Itulah sedikit rangkuman obrolan para bujangan yang pernah kudengar di sebuah warung. Perihal itu juga yang membuat Nizam menjadi lelaki patah hati yang terlambat datang ke medan perang. Dan perihal itu juga yang membuat hatiku mulai mengumumkan kegalauannya seiring dengan diumumkannya awal bulan Ramadhan oleh Pak Menteri Agama.
Aku mulai khawatir hal yang menimpa sahabatku itu juga menimpa diriku. Apalagi ada angin-angin kecil yang mengabarkan padaku bahwa ayah gadis yang kucintai sudah mulai menunjukan tanda-tanda kebelet pengen punya cucu. Meski aku dan gadis yang kucintai itu berstatus pacaran, tapi status ini belum bisa dijadikan jaminan kalau kami akan tetap duduk bersama di pelaminan. Aku sudah sering melihat wajah-wajah nelangsa yang berusaha berlapang dada berfoto di pelaminan bersama mantan kekasihnya dan disekat oleh sang pengantin pria.
Jadi, apa yang harus kulakukan, dangsanak? Aku takut.
“Datang ke rumahnya, lalu katakan pada ayahnya kalau kamu mencintai anaknya dan bermaksud mempersunting anaknya menjadi istrimu.” Ini bukan saran Nizam, karena tentu aku tidak akan curhat pada lelaki patah hati itu. Ini saran dari sohibku yang lain. Nazmi namanya.
“Tapi, apa yang harus aku bawa? Aku tidak punya duit berpuluh-puluh juta.” Aku menyadari, aku bukanlah seorang pekerja tetap dengan gaji yang selalu tepat selama bertahun-tahun.
“Kamu bawa saja rasa cintamu dan keseriusanmu. Yang penting, coba dulu.”
“Terus, jika ayahnya menanyakan tentang mahar yang bisa kuberikan, aku harus jawab apa?” tanyaku lagi.
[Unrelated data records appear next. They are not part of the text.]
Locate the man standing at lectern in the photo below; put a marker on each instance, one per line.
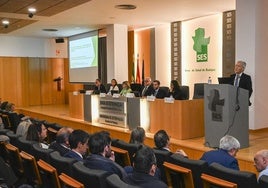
(240, 79)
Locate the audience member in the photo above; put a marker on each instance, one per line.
(78, 141)
(162, 142)
(99, 87)
(226, 153)
(113, 87)
(37, 132)
(61, 144)
(157, 91)
(144, 166)
(174, 90)
(261, 162)
(125, 88)
(102, 157)
(137, 136)
(148, 87)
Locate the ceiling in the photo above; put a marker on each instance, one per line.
(70, 17)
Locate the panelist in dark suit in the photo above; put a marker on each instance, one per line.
(148, 87)
(78, 141)
(99, 87)
(226, 153)
(157, 91)
(240, 79)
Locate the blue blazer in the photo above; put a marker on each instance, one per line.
(222, 157)
(72, 154)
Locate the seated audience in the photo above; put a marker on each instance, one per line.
(102, 157)
(137, 136)
(226, 153)
(261, 162)
(62, 141)
(174, 90)
(37, 132)
(148, 87)
(99, 87)
(157, 91)
(113, 87)
(144, 166)
(125, 88)
(78, 141)
(162, 142)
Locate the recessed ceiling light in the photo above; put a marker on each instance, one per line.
(50, 30)
(32, 10)
(126, 6)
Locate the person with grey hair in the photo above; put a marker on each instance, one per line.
(226, 153)
(261, 162)
(240, 79)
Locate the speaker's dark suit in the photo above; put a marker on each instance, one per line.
(245, 83)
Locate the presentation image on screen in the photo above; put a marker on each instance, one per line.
(83, 57)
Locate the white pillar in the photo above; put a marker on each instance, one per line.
(117, 53)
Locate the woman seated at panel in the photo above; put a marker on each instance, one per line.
(174, 90)
(113, 88)
(126, 88)
(37, 132)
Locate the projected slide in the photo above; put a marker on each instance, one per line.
(83, 52)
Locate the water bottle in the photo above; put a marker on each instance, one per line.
(209, 80)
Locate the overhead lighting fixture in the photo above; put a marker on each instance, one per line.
(126, 6)
(5, 23)
(31, 11)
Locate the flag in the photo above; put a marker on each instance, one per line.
(142, 72)
(133, 73)
(138, 78)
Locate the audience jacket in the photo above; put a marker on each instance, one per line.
(98, 162)
(222, 157)
(58, 147)
(72, 154)
(144, 180)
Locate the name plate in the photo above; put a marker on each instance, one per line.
(169, 100)
(150, 98)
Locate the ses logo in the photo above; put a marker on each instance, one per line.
(201, 45)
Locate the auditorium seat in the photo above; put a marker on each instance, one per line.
(211, 181)
(31, 172)
(62, 164)
(263, 181)
(113, 181)
(41, 153)
(161, 157)
(185, 92)
(48, 174)
(89, 177)
(69, 182)
(131, 148)
(196, 166)
(243, 179)
(178, 176)
(198, 90)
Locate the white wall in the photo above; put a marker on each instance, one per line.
(251, 46)
(163, 54)
(32, 47)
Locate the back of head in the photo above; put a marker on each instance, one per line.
(137, 136)
(63, 135)
(144, 159)
(229, 142)
(77, 136)
(98, 141)
(161, 139)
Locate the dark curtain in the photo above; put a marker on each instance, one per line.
(102, 71)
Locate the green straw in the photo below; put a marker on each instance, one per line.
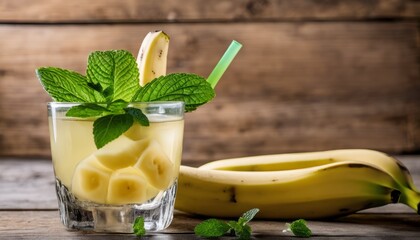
(224, 63)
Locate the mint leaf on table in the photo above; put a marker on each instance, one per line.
(116, 72)
(137, 115)
(117, 106)
(138, 227)
(248, 216)
(110, 127)
(67, 86)
(299, 228)
(211, 228)
(217, 228)
(190, 88)
(87, 110)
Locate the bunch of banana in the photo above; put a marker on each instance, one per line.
(300, 185)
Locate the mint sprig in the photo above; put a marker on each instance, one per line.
(299, 228)
(112, 82)
(116, 72)
(67, 86)
(110, 127)
(190, 88)
(217, 228)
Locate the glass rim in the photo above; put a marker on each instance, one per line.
(168, 103)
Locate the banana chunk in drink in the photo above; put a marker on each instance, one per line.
(90, 180)
(156, 166)
(121, 153)
(127, 185)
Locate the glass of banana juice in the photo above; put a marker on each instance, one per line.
(106, 189)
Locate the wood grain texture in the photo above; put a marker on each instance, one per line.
(28, 184)
(293, 87)
(203, 10)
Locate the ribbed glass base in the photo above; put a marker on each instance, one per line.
(85, 215)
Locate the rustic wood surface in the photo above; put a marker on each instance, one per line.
(202, 10)
(293, 87)
(28, 210)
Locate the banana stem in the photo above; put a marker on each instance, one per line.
(411, 198)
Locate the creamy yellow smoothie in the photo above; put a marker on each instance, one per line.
(133, 168)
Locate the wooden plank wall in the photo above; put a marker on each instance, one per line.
(312, 74)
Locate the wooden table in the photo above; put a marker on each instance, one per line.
(28, 210)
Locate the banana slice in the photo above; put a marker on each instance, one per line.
(152, 56)
(127, 185)
(90, 180)
(121, 153)
(156, 166)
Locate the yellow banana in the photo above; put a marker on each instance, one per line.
(327, 190)
(152, 56)
(380, 160)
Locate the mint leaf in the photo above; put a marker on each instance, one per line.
(299, 228)
(138, 116)
(117, 106)
(138, 227)
(190, 88)
(217, 228)
(248, 216)
(108, 128)
(67, 86)
(211, 228)
(242, 231)
(86, 110)
(116, 72)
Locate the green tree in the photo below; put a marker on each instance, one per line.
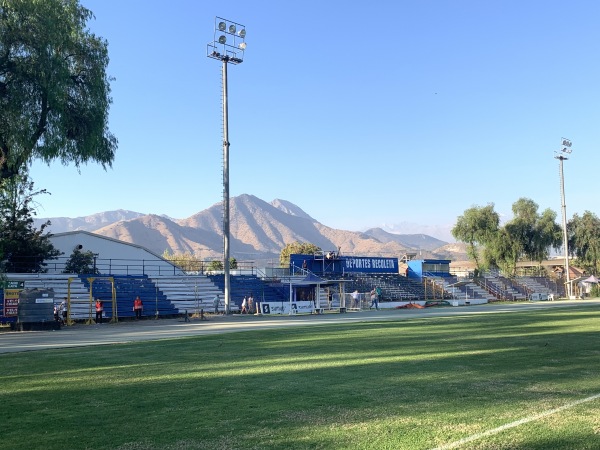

Nazmi memandang ke atas dengan kening yang berkerut, menanti sebuah lampu jatuh ke kepalanya. Cukup lama, hingga ia mengakhirinya dengan geram. “Argh…. Kenapa aku yang harus pusing memikirkan jawabannya? Aku saja masih pusing mikirin duit jujuran untuk melamarkan kekasihku.”

***

Setelah melewati diskusi yang cukup intens dengan gadis yang kucintai, akhirnya aku pun memutuskan untuk melangkah ke rumahnya dan menyatakan keseriusanku. Tentu saja, dia sangat senang dengan sikap gantle-ku ini. Karena memang inilah yang dia tunggu-tunggu dariku sejak beberapa bulan yang lalu. Meskipun aku dipenuhi getar ketakutan yang membuatku selalu merasa ingin pipis.
“Tak masalah pian tidak membawa apa-apa. Yang penting, pian datang ke rumah ulun, kakanda ae.”
Sebagai seorang gadis yang sudah kebelet ingin dinikahi, tentu dia tidak mempermasalahkan apa yang kubawa. Apalagi aku sangat yakin, dia juga mencintaiku dan berharap banyak padaku. Namun kenyataannya, tetap ayahnya jualah yang memegang kendali cerita selanjutnya. Dan seperti yang kukhawatirkan, pertanyaan itu pun keluar lebih cepat dari yang aku prediksikan.
“Saat ini, ulun hanya bisa membawa ini,” jawabku sambil meletakkan bawaanku ke atas meja.
Beliau memandang bawaanku dengan kening berkerut dan tangan mengelus-elus janggut tipisnya. Mungkin aneh melihat bawaanku yang masih terbungkus dengan kantong plastik hitam. Kemudian – meski agak lama sehingga membuatku cukup kewalahan mengatur orkestra jantungku – beliau pun meraih kantong plastik itu dan melihat isinya.
“Kurma?” gumam beliau. Ekspresi beliau membuatku menjadi semakin berkeringat dingin.
Sejujurnya, aku sangat ingin membawa cincin emas berkarat sebagai bukti keseriusanku melamar gadis yang kucintai. Namun, apalah daya, situasi dan kondisiku saat ini tidak memungkinkan bagiku untuk membawa barang mewah itu. Entah di saat yang akan datang pun kemungkinan itu tetap akan terasa sangat sulit. Aku pun sempat terpikir mencari alternatif dengan membeli chiki-chikian, berharap dapat hadiah langsung sebuah cincin. Namun, pikiran itu langsung kutepis. Aku juga sempat berpikir membeli cincin akik imitasi, tapi …. Ah, ini adalah hal yang serius, bukan main-main!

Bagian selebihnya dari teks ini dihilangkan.